1. Field of the Invention
This invention relates to transformer coil bodies and more particularly to a molded transformer coil body or bobbin.
2. Description of the Prior Art
In the United States transformer coil bodies are normally formed of plastics materials. Two primary types are used, those having axially separated winding areas and those having radially separated winding areas. Such coil bodies may have primary and secondary winding areas, two primary and a single secondary, or two secondary and a single primary. In standard U.S. bodies the primary area and secondary areas are normally separated by a single wall member. A common design is to provide a core tube, normally rectangular in cross-section and a plurality of outwardly projecting flange walls axially spaced along the length of the core tube to define winding areas between the walls radially of the core tube. Such coil bodies are formed, as desired, with other projecting members such as mounting members, pin members, etc.
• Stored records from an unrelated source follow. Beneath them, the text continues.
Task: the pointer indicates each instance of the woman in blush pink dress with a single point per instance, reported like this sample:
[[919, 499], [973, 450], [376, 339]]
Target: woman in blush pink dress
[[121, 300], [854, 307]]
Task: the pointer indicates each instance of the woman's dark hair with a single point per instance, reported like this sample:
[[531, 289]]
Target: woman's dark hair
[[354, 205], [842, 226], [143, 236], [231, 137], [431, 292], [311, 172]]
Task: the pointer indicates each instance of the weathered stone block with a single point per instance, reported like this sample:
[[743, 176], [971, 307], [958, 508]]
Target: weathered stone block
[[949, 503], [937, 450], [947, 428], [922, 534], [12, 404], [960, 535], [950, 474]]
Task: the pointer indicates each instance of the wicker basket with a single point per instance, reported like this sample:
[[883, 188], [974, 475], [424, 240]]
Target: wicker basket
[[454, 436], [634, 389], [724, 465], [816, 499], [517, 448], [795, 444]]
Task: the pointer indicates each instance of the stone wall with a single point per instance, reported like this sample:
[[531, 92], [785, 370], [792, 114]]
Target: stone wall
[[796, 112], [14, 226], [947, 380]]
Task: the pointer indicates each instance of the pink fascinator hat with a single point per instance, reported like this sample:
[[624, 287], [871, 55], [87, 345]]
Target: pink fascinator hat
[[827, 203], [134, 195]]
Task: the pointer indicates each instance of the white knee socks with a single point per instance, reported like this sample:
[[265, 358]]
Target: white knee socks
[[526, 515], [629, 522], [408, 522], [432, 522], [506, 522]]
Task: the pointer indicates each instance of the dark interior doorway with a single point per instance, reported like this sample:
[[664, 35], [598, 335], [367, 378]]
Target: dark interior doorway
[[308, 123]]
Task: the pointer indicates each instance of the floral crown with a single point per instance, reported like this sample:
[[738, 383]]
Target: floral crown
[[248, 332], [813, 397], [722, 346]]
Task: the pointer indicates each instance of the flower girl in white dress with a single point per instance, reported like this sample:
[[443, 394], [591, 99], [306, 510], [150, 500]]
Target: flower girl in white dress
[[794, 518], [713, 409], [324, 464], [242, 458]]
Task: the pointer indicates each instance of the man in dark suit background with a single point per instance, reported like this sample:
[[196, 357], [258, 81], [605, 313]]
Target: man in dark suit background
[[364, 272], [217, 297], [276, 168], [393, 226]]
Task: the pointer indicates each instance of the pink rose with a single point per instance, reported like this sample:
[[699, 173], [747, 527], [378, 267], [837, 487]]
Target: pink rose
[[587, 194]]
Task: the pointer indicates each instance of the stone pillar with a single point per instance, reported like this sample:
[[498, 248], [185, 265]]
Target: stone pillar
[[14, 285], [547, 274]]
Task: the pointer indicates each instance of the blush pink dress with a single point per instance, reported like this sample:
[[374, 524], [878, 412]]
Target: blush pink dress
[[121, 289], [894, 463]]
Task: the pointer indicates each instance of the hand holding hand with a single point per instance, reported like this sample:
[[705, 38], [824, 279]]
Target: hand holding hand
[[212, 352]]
Commonly, the entire coil body is formed of a single molded plastic piece. Existing winding machines are designed to accommodate such single piece coil bodies.
On the other hand, standards of other countries, such as the countries of the European common market, have adopted standards providing for a minimum creepage distance between the primary and secondary windings. Although such minimum creepage distances can be established by making the projecting walls between the winding areas of a height from the outermost coil winding equal to at least half the minimum creepage distance whereby the entire minimum creepage distance will be established as the creepage path up one side of the wall from the winding of the one coil thence down the other side of the wall to the winding of the other coil, such a solution is undesired. An extended wall solution would require a greater than desired height for the overall transformer which height would be made up mostly of wasted space, i.e. the space outward from the outermost winding. Since the metal laminates of the transformer are commonly E-shaped having a central tang in the core tube and legs extending axially of the coil body immediately outwardly of the walls, such a solution would provide a greater spacing between the legs and tang than is otherwise desired.
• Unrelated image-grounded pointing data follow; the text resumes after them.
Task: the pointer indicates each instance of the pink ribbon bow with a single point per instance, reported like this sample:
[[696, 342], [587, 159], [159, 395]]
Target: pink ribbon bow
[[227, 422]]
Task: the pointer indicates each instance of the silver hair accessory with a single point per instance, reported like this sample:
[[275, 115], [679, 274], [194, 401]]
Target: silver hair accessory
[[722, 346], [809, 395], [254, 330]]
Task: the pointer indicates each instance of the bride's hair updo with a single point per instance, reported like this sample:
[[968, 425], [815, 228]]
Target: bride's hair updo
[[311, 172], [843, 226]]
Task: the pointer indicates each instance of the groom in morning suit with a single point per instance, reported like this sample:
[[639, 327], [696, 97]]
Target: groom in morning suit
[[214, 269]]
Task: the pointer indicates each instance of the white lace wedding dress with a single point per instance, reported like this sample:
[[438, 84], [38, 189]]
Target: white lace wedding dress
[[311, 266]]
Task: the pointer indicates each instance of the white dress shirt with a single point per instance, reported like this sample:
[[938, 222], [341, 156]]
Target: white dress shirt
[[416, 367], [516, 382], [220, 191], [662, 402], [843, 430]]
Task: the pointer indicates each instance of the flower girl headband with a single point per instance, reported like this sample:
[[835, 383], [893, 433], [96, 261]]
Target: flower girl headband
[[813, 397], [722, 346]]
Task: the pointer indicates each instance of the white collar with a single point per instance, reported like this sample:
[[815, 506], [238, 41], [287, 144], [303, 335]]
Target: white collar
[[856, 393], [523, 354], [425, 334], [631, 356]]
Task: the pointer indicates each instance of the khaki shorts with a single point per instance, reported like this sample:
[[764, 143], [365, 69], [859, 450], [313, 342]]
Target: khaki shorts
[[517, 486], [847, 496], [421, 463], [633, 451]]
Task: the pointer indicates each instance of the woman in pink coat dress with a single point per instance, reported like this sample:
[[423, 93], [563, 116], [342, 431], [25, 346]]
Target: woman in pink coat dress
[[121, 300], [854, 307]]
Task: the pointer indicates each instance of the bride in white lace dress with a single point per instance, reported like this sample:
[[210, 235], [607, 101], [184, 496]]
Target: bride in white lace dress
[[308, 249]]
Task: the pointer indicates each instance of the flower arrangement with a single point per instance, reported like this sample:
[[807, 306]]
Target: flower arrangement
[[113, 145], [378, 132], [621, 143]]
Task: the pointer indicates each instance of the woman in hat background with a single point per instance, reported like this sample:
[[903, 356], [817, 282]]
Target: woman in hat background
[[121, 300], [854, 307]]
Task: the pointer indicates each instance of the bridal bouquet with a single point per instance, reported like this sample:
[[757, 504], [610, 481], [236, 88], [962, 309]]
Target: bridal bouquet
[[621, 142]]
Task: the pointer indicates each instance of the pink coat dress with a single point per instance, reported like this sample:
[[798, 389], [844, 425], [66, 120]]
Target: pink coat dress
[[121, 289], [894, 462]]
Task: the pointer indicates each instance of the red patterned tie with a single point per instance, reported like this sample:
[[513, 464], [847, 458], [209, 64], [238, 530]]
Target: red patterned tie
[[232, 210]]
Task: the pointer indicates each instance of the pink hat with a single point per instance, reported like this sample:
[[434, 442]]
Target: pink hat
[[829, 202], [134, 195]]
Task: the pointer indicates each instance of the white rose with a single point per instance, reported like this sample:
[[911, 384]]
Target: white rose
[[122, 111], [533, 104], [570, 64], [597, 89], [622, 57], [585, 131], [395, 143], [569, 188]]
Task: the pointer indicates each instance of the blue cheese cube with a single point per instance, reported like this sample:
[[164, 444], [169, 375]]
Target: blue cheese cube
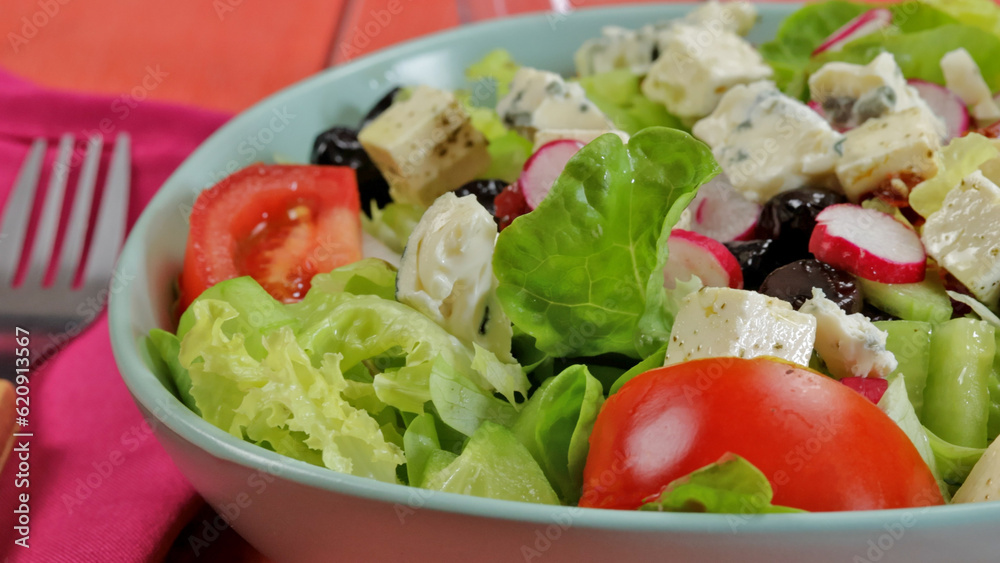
[[736, 17], [962, 76], [425, 146], [697, 66], [851, 94], [964, 237], [719, 321], [893, 152], [543, 100], [618, 48], [768, 143], [850, 345]]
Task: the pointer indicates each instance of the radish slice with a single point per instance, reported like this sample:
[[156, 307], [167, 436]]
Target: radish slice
[[722, 213], [871, 387], [544, 167], [945, 104], [865, 24], [869, 244], [698, 255]]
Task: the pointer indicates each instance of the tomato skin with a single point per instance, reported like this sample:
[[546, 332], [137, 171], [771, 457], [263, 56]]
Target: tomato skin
[[280, 224], [822, 446]]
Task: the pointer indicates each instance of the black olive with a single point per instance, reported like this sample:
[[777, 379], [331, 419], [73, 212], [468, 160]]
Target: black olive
[[379, 107], [339, 146], [757, 258], [485, 191], [794, 283], [790, 218]]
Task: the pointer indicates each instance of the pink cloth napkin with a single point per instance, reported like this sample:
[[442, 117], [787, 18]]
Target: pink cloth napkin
[[101, 487]]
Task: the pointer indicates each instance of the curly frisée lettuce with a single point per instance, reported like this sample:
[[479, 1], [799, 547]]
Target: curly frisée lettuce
[[583, 273], [282, 400]]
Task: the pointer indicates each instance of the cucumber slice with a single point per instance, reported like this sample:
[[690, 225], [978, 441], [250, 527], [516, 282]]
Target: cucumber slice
[[910, 342], [925, 301], [957, 396]]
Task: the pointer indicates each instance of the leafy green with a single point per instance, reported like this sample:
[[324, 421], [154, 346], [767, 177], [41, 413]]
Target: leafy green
[[731, 485], [790, 52], [920, 35], [492, 465], [462, 404], [617, 94], [258, 313], [919, 53], [583, 273], [392, 224], [895, 403], [282, 400], [497, 68], [168, 347], [961, 157], [555, 426], [419, 442], [369, 276], [983, 14]]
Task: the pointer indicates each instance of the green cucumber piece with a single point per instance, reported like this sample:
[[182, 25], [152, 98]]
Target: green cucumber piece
[[925, 301], [957, 397], [910, 342]]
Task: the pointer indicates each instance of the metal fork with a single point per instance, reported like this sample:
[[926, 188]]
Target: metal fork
[[54, 314]]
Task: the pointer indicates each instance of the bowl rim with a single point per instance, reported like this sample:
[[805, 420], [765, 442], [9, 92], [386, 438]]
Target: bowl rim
[[168, 411]]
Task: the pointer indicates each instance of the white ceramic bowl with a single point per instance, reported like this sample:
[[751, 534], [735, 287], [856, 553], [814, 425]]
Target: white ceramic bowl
[[293, 511]]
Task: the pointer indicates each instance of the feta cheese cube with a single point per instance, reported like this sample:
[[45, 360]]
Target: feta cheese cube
[[737, 17], [851, 94], [962, 76], [719, 321], [543, 100], [767, 142], [583, 135], [425, 146], [896, 151], [850, 345], [964, 237], [697, 66]]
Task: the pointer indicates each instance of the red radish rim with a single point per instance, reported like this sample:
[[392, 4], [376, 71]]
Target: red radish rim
[[958, 121], [524, 179], [878, 15], [724, 259], [839, 240]]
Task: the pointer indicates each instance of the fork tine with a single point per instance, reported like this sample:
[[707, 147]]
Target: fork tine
[[14, 225], [48, 223], [76, 233], [109, 231]]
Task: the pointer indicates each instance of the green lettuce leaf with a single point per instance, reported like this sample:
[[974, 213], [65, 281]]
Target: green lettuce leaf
[[369, 276], [731, 485], [392, 224], [983, 14], [168, 349], [462, 404], [919, 53], [258, 313], [790, 52], [961, 157], [617, 94], [555, 427], [583, 273], [282, 400], [493, 464]]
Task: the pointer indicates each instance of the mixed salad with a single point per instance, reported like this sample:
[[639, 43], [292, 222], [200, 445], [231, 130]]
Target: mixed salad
[[699, 275]]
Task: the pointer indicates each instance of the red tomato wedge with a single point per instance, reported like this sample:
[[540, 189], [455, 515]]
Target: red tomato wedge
[[822, 446], [280, 224]]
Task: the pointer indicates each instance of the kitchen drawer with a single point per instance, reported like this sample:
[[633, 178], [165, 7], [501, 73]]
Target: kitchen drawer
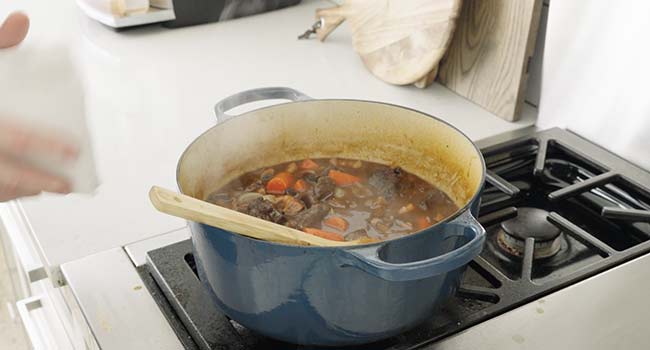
[[16, 235], [42, 324]]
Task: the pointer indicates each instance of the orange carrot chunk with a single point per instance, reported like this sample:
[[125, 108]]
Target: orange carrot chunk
[[336, 222], [309, 164], [343, 179], [301, 186], [279, 183], [332, 236]]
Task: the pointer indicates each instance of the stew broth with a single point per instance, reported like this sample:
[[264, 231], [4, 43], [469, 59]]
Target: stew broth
[[338, 199]]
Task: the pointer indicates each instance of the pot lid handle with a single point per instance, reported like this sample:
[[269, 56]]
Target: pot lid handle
[[244, 97]]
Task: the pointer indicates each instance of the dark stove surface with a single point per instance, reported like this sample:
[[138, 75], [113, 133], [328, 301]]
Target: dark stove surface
[[596, 209]]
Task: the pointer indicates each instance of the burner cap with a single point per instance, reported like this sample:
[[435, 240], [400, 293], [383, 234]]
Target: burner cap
[[531, 223]]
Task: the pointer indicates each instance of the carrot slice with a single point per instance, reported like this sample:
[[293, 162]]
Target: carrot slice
[[343, 179], [332, 236], [423, 222], [279, 183], [301, 185], [336, 222], [309, 164]]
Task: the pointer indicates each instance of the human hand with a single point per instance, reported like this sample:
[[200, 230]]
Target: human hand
[[13, 30], [17, 178]]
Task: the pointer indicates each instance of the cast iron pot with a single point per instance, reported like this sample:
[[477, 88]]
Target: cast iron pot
[[333, 296]]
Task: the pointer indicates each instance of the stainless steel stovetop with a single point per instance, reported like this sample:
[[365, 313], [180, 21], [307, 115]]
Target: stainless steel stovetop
[[558, 209]]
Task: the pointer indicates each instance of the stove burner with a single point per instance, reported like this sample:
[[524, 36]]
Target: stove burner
[[529, 223]]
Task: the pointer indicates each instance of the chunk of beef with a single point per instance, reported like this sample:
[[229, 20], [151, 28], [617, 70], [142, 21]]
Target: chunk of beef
[[309, 176], [254, 186], [263, 209], [310, 217], [356, 234], [324, 188], [385, 181], [291, 206], [307, 198]]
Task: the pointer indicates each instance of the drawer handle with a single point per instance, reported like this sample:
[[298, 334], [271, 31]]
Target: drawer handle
[[24, 307]]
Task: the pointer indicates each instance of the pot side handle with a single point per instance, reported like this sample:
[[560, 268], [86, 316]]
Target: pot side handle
[[244, 97], [368, 259]]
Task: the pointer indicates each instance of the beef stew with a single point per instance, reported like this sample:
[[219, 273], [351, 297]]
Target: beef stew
[[338, 199]]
It has been known to solve the problem of the minimum creepage path by providing a separate T-shaped cross-section member between individual bodied portions with one body portion used for the primary winding coil and a second body portion used for the secondary winding coil. The leg of the T is positioned between the two body portions with the cross bar of the T overlying each of the body portions. Both the leg and the cross bar are then dimensioned to be of a length such that the creepage path around the leg or around the cross bar from the outermost coil winding is equal to the minimum creepage distance established by various standards.
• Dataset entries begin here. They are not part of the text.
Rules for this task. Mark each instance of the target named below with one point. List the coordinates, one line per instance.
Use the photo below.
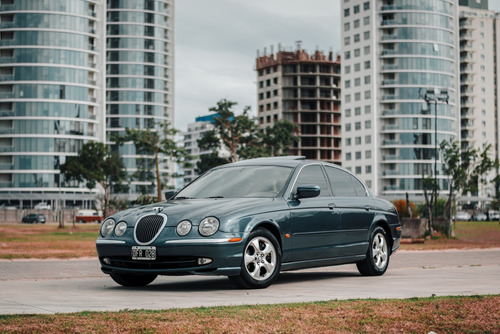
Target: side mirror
(308, 191)
(169, 194)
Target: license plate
(143, 253)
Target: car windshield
(237, 182)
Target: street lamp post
(434, 95)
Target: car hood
(195, 210)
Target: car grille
(148, 228)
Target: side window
(341, 182)
(358, 186)
(313, 175)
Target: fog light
(204, 260)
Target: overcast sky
(216, 44)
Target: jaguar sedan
(251, 220)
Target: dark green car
(250, 220)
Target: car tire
(261, 262)
(377, 257)
(133, 280)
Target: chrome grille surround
(149, 227)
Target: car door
(355, 207)
(315, 225)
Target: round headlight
(184, 227)
(120, 229)
(208, 226)
(107, 227)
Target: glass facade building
(139, 77)
(50, 100)
(400, 49)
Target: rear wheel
(377, 257)
(261, 261)
(133, 280)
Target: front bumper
(173, 257)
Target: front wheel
(377, 257)
(261, 261)
(133, 280)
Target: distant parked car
(85, 216)
(34, 218)
(479, 216)
(42, 206)
(463, 215)
(494, 215)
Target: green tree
(155, 141)
(241, 137)
(97, 164)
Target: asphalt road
(61, 286)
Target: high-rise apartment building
(303, 89)
(73, 72)
(395, 51)
(139, 77)
(479, 52)
(51, 94)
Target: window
(340, 182)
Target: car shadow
(220, 283)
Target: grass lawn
(47, 241)
(475, 314)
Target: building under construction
(304, 89)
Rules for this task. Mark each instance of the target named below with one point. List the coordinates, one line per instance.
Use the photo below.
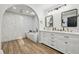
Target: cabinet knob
(52, 34)
(52, 37)
(52, 44)
(66, 36)
(53, 41)
(66, 42)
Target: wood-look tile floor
(26, 46)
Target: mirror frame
(65, 12)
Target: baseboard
(1, 52)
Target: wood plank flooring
(26, 46)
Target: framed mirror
(69, 18)
(49, 21)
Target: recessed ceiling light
(14, 7)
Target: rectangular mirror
(69, 18)
(49, 21)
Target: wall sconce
(57, 7)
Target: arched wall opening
(12, 27)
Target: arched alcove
(15, 24)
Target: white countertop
(76, 33)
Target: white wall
(57, 16)
(3, 7)
(15, 25)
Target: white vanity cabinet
(63, 42)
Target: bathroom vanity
(65, 42)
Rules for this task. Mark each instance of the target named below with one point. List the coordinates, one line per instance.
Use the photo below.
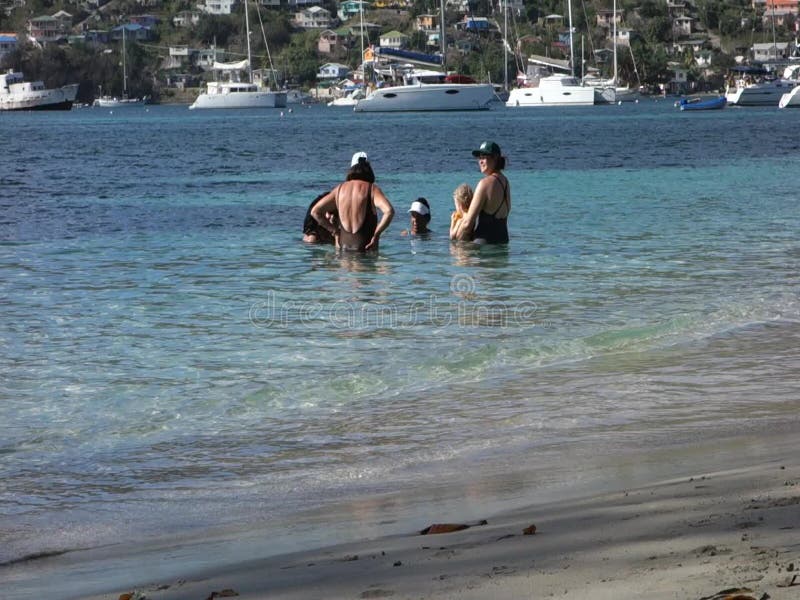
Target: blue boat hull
(697, 104)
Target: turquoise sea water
(175, 365)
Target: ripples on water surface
(165, 338)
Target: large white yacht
(422, 90)
(540, 85)
(753, 86)
(552, 90)
(429, 91)
(232, 92)
(18, 94)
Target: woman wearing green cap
(486, 220)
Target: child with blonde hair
(462, 196)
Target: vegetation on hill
(731, 25)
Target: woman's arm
(387, 214)
(326, 205)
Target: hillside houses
(314, 17)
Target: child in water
(462, 196)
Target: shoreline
(688, 537)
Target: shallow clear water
(175, 361)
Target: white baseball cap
(357, 158)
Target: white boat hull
(555, 90)
(759, 94)
(790, 99)
(258, 99)
(428, 97)
(605, 95)
(39, 99)
(106, 102)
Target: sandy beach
(689, 538)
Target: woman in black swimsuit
(355, 202)
(486, 221)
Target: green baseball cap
(487, 149)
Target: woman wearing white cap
(486, 220)
(420, 215)
(355, 201)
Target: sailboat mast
(442, 41)
(505, 44)
(361, 59)
(247, 35)
(571, 57)
(124, 68)
(614, 17)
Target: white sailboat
(430, 91)
(791, 98)
(609, 91)
(563, 89)
(114, 101)
(231, 91)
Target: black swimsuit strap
(505, 195)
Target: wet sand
(687, 538)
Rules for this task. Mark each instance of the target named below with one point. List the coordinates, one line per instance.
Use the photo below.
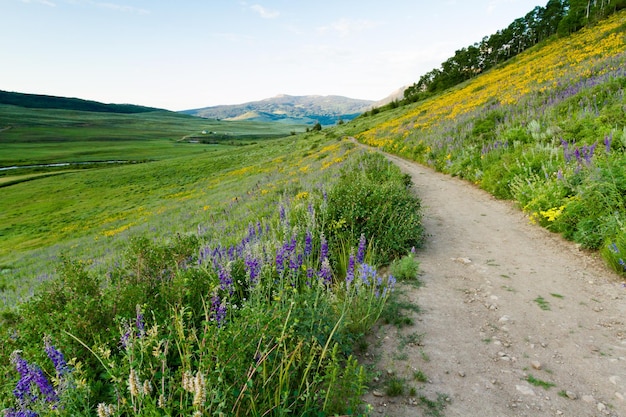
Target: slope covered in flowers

While such solutions have overcome the height problem, they complicate manufacture and assembly of the transformer since individual winding areas must be provided as separate parts. This is required because once the cross bar extends over the winding area, the coil could not be wound. Therefore, the coils must be wound around the individual body parts prior to assembly with the T-shaped cross-section member.
It would therefore be an advance in the art to provide a transformer coil having an elongated creepage path between primary and secondary windings without increasing the height of the coil body around the entire periphery thereof and without requiring separate coil bodies for the primary and secondary windings.